Alors quel héritage retient-on de Jacques Chirac aujourd’hui ?
Certains lui reprochent son “immobilisme” (surtout celui qui est devenu un de ses plus vifs opposants, Nicolas Sarkozy) et considèrent que l’héritage qu’il laisse derrière lui est bien maigre… Et c’est vrai que les réformes majeures des mandats de Jacques Chirac n’ont eu qu’un très faible impact sur le pays.
Néanmoins, même si son second mandat s’est clos sur un échec (celui du référendum de 2005 et du “non” des Français à la constitution européenne), on retient tout de même de lui des initiatives non négligeables. Jacques Chirac s’est évertué à prendre des positions engagées pour défendre les intérêts de la France (certes dans des conditions controversées comme ça été le cas avec des régimes despotiques d’Afrique notamment), et a grandement contribué au rayonnement de la France par sa stature et son caractère fort et tranchant.

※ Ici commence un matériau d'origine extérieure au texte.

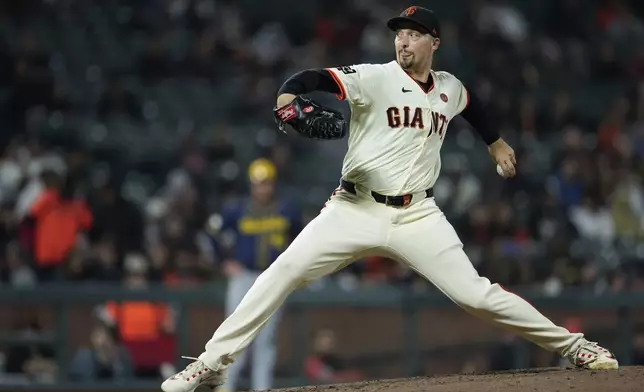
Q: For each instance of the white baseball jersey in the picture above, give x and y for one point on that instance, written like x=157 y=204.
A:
x=397 y=128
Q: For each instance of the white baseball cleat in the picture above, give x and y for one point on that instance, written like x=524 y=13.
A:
x=592 y=356
x=194 y=375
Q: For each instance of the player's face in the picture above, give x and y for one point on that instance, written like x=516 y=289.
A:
x=414 y=49
x=262 y=191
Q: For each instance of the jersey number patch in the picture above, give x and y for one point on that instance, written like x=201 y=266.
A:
x=346 y=69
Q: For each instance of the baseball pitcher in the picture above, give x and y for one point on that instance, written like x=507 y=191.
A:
x=400 y=112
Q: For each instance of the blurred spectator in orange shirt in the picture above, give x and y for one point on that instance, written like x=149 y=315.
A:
x=57 y=222
x=145 y=328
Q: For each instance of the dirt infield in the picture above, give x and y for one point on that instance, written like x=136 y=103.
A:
x=627 y=379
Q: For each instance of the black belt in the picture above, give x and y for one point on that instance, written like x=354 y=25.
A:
x=397 y=201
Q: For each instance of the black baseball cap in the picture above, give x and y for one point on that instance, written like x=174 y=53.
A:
x=416 y=17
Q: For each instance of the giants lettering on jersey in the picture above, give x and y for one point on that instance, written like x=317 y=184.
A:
x=407 y=120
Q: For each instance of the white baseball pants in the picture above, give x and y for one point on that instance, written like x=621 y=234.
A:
x=263 y=348
x=351 y=226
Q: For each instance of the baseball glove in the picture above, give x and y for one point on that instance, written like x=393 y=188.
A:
x=311 y=119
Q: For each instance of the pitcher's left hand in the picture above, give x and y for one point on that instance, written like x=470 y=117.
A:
x=504 y=156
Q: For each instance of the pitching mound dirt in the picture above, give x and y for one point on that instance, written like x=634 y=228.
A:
x=626 y=379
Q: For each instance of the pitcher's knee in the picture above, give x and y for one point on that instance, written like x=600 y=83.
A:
x=478 y=298
x=289 y=268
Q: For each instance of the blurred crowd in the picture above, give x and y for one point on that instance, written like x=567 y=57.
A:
x=86 y=200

Un homme politique qui a frappé l’imaginaire culturel français ⚡️
Au-delà de l’homme politique, Jacques Chirac était une véritable icône française.
Il a réellement frappé l’imaginaire culturel et politique des Français, jeunes ou plus vieux : le peuple a toujours été très sensible à sa stature et à ses prises de position.
Jacques Chirac avait aussi un côté très séducteur (voire “magouilleur”), comme l’illustre si bien la séquence culte du Petit Journal de Yann Barthès, où l’on voit Bernadette Chirac prendre son époux la main dans le sac ? Mais en même temps, il y a toujours eu en cet homme quelque chose qui attire la sympathie des Français (au-delà des considérations politiques).
Par exemple, la coupe du monde de 1998 et la victoire des Bleus, pour laquelle il n’a eu de cesse de montrer son enthousiasme, lui ont permis d’incarner une France qui gagne et d’avoir une image très positive aux yeux du peuple.
Au-delà des inclinaisons politiques, on lui voue tous une certaine affection, au fond, en bon vivant qu’il était. Comme le disait si bien Johnny, “nous avons tous quelque chose en nous de Jacques Chirac”. Tu vas nous manquer Jacques.